Lors du recensement réalisé par Sciensano, 9056 apiculteurs étaient enregistrés en Belgique au moment du prélèvement, dont environ 5400 en Flandre, 3500 en Wallonie et 200 à Bruxelles.

Après une mortalité assez stable durant les 3 dernières années, on relève une légère augmentation en 2022. Pour la saison 2021-2022, les taux de mortalité ont été les suivants :
• Mortalité hivernale : 24,6 % (95 % IC : 16,3 - 33,0)
• Mortalité saisonnière : 5,08 % (95 % IC : 2,86 - 7,29)
• Mortalité annuelle : 21,86 % (95 % IC : 17,61 - 26,11)

Cette augmentation est particulièrement marquée en ce qui concerne les pertes hivernales en Flandre (36,3 % en 2022 contre 21,62 % en 2021) et à Bruxelles (17,4 % en 2022 contre 4,26 % en 2021), alors qu’à l’inverse, les pertes hivernales observées en Wallonie présentent une tendance à la baisse (10,3 % en 2022 contre 15,54 % en 2021).

Le détail des chiffres de la mortalité hivernale à l’échelle de la Belgique et par province pour la saison 2021-22, ainsi que les causes potentielles de ces pertes, sont présentés dans ce numéro dans l’article de Louis Hautier et Gilles San Martin (pages 11-13) sur les résultats de l’enquête COLOSS 2022.

Certainement en raison des conditions climatiques aléatoires impactant directement la production de miel et la survie des colonies, nous observons une tendance à la baisse depuis 2019 pour le nombre moyen de colonies par rucher : en moyenne 18,3 colonies par rucher sur la saison en 2019 contre 15,1 en 2022 (Fig. 9).

En conclusion

L’année 2022 a été très satisfaisante pour la majorité des apiculteurs.

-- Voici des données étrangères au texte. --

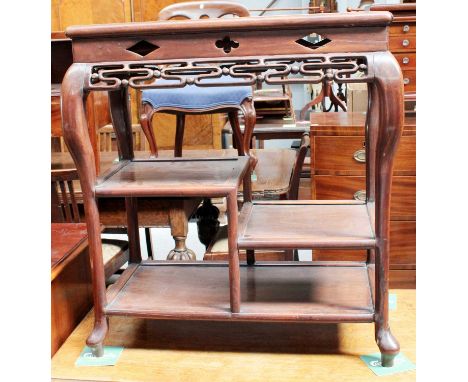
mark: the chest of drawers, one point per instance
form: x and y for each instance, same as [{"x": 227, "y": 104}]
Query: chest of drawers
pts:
[
  {"x": 338, "y": 163},
  {"x": 402, "y": 39}
]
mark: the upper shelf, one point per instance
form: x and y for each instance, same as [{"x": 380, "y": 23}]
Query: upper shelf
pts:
[
  {"x": 305, "y": 224},
  {"x": 177, "y": 177}
]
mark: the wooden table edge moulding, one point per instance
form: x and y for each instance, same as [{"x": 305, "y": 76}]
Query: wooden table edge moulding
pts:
[{"x": 273, "y": 50}]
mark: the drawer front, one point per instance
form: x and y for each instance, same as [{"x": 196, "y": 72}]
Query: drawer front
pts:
[
  {"x": 402, "y": 248},
  {"x": 402, "y": 28},
  {"x": 406, "y": 60},
  {"x": 403, "y": 204},
  {"x": 402, "y": 43},
  {"x": 346, "y": 155},
  {"x": 409, "y": 80},
  {"x": 402, "y": 279}
]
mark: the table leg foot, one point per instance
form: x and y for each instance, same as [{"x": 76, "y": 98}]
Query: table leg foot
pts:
[
  {"x": 97, "y": 350},
  {"x": 387, "y": 359},
  {"x": 388, "y": 345}
]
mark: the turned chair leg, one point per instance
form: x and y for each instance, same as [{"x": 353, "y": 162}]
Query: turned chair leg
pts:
[
  {"x": 179, "y": 230},
  {"x": 179, "y": 139}
]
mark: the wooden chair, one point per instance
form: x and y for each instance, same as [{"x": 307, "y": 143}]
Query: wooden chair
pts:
[
  {"x": 65, "y": 209},
  {"x": 107, "y": 141}
]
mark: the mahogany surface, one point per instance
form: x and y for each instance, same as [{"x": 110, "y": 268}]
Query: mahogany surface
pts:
[
  {"x": 202, "y": 177},
  {"x": 336, "y": 137},
  {"x": 309, "y": 225},
  {"x": 71, "y": 292},
  {"x": 104, "y": 60},
  {"x": 269, "y": 292},
  {"x": 67, "y": 240}
]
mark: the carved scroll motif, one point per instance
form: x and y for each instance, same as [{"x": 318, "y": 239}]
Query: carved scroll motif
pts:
[{"x": 275, "y": 70}]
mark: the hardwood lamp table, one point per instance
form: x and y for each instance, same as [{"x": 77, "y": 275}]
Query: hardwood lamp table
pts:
[{"x": 105, "y": 59}]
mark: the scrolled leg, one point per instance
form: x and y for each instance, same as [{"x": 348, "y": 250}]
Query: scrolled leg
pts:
[{"x": 77, "y": 138}]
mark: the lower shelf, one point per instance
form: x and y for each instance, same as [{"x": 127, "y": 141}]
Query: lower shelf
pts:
[{"x": 325, "y": 292}]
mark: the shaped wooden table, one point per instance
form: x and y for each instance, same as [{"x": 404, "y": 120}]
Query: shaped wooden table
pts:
[{"x": 352, "y": 48}]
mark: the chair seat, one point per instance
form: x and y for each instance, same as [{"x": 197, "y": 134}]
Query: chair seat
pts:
[
  {"x": 114, "y": 255},
  {"x": 196, "y": 97}
]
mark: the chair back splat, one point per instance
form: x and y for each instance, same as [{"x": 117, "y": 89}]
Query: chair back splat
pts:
[{"x": 202, "y": 10}]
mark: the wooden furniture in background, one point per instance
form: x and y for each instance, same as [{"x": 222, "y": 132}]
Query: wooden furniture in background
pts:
[
  {"x": 202, "y": 131},
  {"x": 71, "y": 291},
  {"x": 402, "y": 40},
  {"x": 65, "y": 209},
  {"x": 338, "y": 168},
  {"x": 353, "y": 292},
  {"x": 173, "y": 213}
]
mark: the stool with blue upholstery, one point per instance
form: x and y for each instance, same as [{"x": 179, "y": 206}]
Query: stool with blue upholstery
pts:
[
  {"x": 193, "y": 99},
  {"x": 200, "y": 100}
]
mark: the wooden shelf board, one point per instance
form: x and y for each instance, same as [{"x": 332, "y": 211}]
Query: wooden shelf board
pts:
[
  {"x": 308, "y": 225},
  {"x": 269, "y": 292},
  {"x": 173, "y": 177}
]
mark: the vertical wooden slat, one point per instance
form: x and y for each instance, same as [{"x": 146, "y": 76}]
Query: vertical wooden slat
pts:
[
  {"x": 76, "y": 213},
  {"x": 66, "y": 205}
]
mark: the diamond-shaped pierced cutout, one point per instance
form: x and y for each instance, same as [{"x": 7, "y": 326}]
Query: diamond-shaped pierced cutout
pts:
[
  {"x": 143, "y": 48},
  {"x": 226, "y": 44},
  {"x": 313, "y": 41}
]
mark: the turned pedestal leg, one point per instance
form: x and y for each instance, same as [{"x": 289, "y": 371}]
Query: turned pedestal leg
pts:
[{"x": 179, "y": 229}]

Les conditions climatiques ont été favorables à la sortie des abeilles, donnant l’opportunité aux apiculteurs de réaliser de belles récoltes. Vous êtes nombreux à avoir atteint des records pour la miellée de printemps, suivie par une miellée d’été proche de la moyenne. Les rentrées d’été se sont en effet rapidement arrêtées suite au manque de ressources en lien avec les conditions de sécheresse, variant légèrement selon les régions.

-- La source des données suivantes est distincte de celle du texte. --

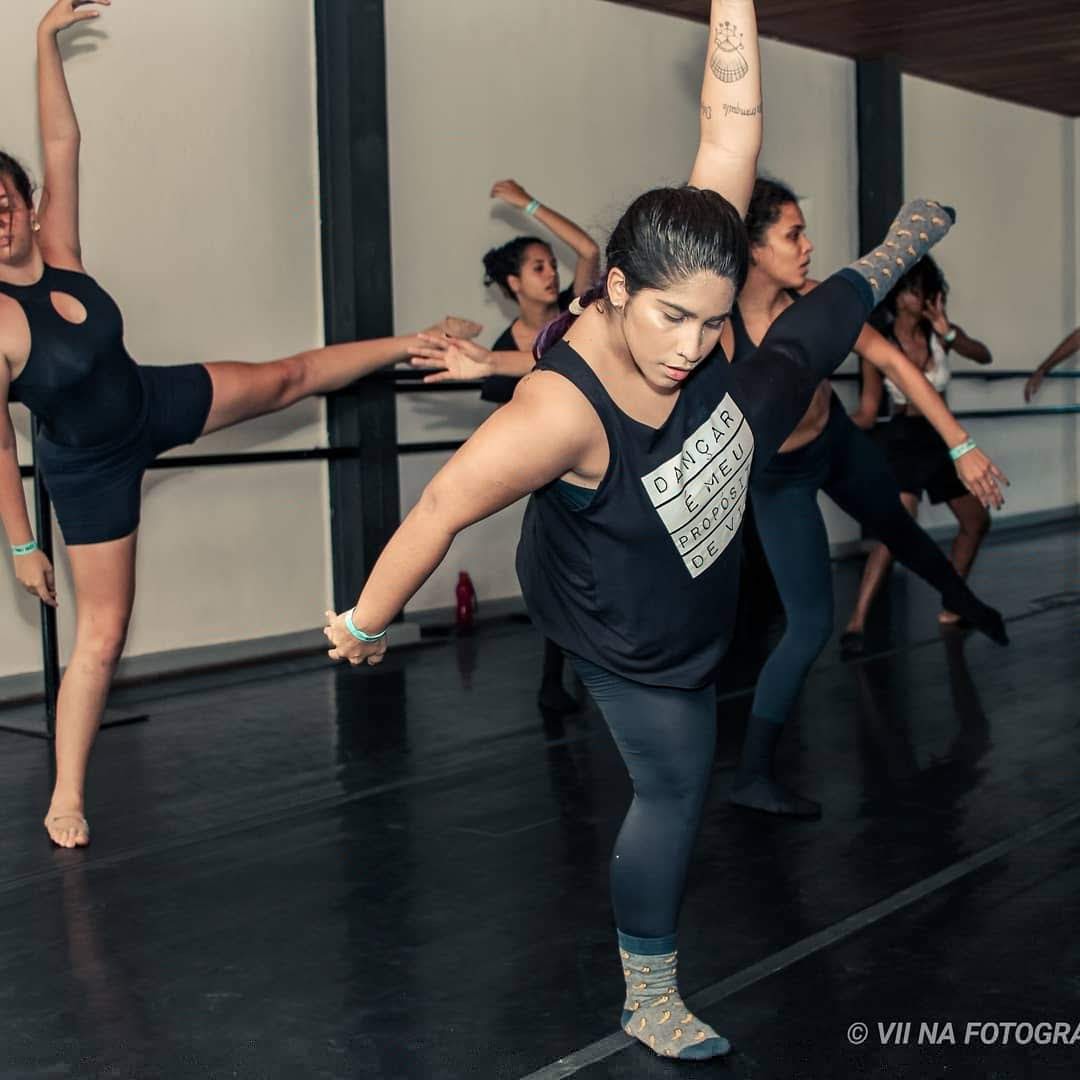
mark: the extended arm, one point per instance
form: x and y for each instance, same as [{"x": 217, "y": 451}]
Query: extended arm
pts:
[
  {"x": 34, "y": 571},
  {"x": 540, "y": 435},
  {"x": 977, "y": 472},
  {"x": 1066, "y": 349},
  {"x": 58, "y": 207},
  {"x": 563, "y": 228},
  {"x": 731, "y": 106}
]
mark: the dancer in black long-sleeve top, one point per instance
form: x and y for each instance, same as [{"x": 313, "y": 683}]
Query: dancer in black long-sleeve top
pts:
[{"x": 637, "y": 443}]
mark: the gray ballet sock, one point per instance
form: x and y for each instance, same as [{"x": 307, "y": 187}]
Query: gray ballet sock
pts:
[
  {"x": 918, "y": 226},
  {"x": 655, "y": 1012}
]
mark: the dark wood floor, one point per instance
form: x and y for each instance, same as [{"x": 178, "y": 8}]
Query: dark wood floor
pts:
[{"x": 306, "y": 872}]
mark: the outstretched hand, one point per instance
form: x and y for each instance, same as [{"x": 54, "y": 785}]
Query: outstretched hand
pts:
[
  {"x": 35, "y": 574},
  {"x": 66, "y": 13},
  {"x": 981, "y": 476},
  {"x": 933, "y": 311},
  {"x": 458, "y": 361},
  {"x": 345, "y": 646},
  {"x": 512, "y": 192},
  {"x": 456, "y": 326}
]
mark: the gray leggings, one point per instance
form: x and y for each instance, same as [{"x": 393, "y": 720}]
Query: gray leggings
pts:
[{"x": 666, "y": 739}]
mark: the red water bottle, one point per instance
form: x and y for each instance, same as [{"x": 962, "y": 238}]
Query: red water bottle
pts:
[{"x": 467, "y": 603}]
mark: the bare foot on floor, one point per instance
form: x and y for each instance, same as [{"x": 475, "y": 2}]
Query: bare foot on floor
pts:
[{"x": 67, "y": 828}]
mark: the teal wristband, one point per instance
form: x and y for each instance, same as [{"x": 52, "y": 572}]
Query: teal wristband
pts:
[
  {"x": 958, "y": 451},
  {"x": 359, "y": 634}
]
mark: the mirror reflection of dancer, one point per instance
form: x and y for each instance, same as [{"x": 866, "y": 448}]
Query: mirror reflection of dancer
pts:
[
  {"x": 636, "y": 442},
  {"x": 103, "y": 417},
  {"x": 826, "y": 453},
  {"x": 526, "y": 270},
  {"x": 1062, "y": 353},
  {"x": 921, "y": 459}
]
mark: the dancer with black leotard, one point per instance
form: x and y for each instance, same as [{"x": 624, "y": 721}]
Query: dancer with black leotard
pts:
[
  {"x": 103, "y": 417},
  {"x": 826, "y": 451},
  {"x": 636, "y": 441}
]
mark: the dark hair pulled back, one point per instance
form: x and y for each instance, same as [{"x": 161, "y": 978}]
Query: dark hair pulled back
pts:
[{"x": 665, "y": 237}]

Bien que le nombre total d’apiculteurs soit en augmentation, il semblerait que le nombre de colonies par rucher tende à diminuer, soit en raison des pertes enregistrées, soit par volonté des apiculteurs, par exemple pour diversifier les emplacements afin de pallier aux variations fortes de ressources localement suite aux aléas climatiques.

Il nous reste à vous souhaiter une belle récolte 2023, sous un climat propice permettant à la nature d’offrir de généreuses ressources aux abeilles et autres pollinisateurs.